Jazz Lab/Gigi Gryce & Donald Byrd
(Jubilee JGM1059)
(Jubilee JGM1059)
labとはlaboratoryとは実験室の略ですが、これにジャズが付くと、オーソドックスなジャズとはかなりかけ離れた内容を想起させますね。カバーの下半分を見ても、その名の通りフラスコがいくつか並んだカバーは実験室の雰囲気です。演奏はジジ・グライスとドナルド・バードによる一時期活躍した双頭コンボで57年にはコロンビア、リバーサイドなど、いくつかのセッションを積極的にこなしています。
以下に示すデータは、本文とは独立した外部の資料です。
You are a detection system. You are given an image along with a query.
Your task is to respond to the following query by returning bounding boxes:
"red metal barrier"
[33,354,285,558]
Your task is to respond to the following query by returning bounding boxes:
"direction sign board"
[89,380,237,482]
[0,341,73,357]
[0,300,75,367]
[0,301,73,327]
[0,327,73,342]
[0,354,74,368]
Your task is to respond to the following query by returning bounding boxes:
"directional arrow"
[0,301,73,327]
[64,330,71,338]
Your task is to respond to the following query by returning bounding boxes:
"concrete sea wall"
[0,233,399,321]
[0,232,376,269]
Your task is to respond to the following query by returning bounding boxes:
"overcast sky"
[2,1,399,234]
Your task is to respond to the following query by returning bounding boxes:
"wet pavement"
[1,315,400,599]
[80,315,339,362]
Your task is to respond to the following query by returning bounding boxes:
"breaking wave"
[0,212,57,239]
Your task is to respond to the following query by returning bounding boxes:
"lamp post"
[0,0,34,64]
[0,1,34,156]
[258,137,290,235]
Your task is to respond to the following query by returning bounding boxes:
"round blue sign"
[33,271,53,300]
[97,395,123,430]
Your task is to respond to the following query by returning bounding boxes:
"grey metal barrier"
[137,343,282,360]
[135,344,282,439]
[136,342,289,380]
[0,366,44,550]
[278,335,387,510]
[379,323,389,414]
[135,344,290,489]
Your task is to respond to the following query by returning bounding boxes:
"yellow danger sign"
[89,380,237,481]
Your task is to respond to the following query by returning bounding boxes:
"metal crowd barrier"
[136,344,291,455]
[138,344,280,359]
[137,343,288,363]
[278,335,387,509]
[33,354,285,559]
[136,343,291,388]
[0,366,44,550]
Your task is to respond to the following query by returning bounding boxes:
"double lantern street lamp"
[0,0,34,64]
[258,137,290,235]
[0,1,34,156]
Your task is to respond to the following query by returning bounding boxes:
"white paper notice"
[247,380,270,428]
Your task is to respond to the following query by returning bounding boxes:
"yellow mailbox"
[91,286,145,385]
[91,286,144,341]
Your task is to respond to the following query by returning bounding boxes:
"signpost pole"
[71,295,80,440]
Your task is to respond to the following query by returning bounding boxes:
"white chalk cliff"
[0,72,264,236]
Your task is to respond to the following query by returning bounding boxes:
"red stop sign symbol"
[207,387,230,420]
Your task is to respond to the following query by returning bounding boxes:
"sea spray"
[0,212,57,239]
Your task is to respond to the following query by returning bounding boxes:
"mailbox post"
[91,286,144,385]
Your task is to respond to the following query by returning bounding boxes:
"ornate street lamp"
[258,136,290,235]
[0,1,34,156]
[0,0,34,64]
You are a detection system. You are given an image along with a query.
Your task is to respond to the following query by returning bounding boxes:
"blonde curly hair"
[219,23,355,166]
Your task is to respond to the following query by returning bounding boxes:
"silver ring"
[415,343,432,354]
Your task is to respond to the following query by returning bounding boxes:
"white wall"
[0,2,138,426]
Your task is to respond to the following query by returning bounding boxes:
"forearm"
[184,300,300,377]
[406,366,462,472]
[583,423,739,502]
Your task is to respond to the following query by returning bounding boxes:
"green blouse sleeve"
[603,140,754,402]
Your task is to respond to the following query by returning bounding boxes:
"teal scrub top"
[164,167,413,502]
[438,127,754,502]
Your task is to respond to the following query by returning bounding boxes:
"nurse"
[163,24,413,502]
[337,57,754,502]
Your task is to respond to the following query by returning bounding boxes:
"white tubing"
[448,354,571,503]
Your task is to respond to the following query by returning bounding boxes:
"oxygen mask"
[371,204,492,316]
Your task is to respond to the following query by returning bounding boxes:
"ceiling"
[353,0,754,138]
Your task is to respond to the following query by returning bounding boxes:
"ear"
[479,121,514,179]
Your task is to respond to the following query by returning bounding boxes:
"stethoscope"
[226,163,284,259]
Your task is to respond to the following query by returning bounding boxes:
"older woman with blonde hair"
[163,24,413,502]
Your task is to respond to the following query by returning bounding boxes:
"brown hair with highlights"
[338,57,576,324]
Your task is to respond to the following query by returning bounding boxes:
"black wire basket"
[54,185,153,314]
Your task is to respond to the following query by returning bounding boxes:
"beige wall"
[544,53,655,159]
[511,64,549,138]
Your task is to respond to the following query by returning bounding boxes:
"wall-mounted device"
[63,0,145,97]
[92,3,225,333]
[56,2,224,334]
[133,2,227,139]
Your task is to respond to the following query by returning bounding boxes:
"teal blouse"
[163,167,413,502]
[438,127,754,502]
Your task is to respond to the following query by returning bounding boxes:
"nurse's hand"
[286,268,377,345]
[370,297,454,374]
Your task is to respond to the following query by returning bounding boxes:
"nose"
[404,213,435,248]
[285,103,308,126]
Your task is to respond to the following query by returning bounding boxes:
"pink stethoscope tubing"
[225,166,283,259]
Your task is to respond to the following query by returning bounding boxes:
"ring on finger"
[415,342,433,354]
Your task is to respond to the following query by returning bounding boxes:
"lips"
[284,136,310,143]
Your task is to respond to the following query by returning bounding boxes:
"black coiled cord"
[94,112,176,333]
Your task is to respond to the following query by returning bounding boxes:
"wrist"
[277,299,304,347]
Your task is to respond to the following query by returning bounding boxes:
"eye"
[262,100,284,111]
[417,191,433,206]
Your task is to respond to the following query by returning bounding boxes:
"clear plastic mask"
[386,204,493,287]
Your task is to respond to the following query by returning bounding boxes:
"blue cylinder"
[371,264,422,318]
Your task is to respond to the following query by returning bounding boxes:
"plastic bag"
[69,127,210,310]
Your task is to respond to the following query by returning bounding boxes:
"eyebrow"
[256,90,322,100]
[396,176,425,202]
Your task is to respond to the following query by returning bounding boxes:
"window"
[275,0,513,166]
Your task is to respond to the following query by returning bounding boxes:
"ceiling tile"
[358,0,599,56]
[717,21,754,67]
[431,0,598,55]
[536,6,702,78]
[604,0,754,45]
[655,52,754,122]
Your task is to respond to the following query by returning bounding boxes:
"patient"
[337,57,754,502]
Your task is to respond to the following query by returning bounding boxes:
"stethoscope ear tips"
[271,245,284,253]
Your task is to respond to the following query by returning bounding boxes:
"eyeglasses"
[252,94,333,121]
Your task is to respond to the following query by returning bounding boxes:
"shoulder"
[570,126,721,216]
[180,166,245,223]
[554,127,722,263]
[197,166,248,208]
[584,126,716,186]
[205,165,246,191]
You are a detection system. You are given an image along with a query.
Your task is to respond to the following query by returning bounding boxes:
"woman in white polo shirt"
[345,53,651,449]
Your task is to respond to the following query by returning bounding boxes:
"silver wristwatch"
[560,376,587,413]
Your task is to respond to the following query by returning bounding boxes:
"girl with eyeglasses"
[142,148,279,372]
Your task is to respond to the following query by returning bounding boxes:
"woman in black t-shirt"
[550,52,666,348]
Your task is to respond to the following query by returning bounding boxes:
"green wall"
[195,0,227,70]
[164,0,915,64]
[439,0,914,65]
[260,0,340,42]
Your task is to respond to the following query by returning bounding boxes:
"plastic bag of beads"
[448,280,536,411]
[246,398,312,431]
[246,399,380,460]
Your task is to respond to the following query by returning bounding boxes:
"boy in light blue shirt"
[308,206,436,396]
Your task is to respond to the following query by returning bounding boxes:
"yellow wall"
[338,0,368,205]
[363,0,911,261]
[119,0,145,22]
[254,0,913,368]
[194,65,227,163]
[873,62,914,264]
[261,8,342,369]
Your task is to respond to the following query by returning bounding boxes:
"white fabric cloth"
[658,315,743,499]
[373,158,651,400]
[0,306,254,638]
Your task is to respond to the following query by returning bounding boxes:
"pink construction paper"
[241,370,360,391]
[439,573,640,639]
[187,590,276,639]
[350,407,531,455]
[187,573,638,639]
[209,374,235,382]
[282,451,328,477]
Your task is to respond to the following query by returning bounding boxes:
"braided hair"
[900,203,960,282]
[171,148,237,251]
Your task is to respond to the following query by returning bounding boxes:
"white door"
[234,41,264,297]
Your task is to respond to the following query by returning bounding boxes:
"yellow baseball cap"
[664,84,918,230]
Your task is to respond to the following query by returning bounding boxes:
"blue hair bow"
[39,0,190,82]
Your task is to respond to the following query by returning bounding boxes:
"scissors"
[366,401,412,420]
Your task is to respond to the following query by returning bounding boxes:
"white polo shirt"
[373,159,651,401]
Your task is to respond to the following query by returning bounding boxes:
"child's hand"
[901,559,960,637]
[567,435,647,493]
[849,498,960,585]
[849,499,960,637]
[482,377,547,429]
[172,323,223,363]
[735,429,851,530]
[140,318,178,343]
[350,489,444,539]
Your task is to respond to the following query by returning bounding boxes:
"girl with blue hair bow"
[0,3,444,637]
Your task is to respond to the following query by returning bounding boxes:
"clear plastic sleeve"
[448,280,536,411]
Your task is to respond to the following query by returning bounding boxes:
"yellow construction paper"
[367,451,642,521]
時代が時代(57年)ですから実験的といってもフリーな演奏ではなく、おそらくアレンジをグライスがやっており、当時としてはやや新しいテイストの演奏だったのでしょうね。フリーもモードもクロスオーバーも出尽くした現代では実験的な要素など全く気になりませんね。
メンバーはDonald Byrd(tp), Gigi Gryce(as), Hank Jones(p), Paul Chambers(b), Art Taylor(ds)からなるクインテットです。A-1の"Blue Lights"は有名なグライスのオリジナルブルースですね。ここからグライスらしい端正なアルトを聴くことができます。A-3にはスタンダードの"Isn't It Romantic"でバードの愛奏曲だと紹介されています。バードのミュートがいい雰囲気ですね。B-1の"Bangoon"はハンク・ジョーンズのオリジナルでベニー・グッドマンと訪れたバンコク、ラングーンの名前を合体させた曲でアジアへの旅からヒントを得て作られた曲でジョーンズ自身のピアノが活躍します。B-2の"imagination"もヘッドアレンジだけがなされたハードバップ演奏です。
所有盤はブラックラベル、シルバーロゴの2nd, いわゆるJay-Geeレコードのリリ-スです。タイトル、カバーを気にせず聴ける良質のハードバップです。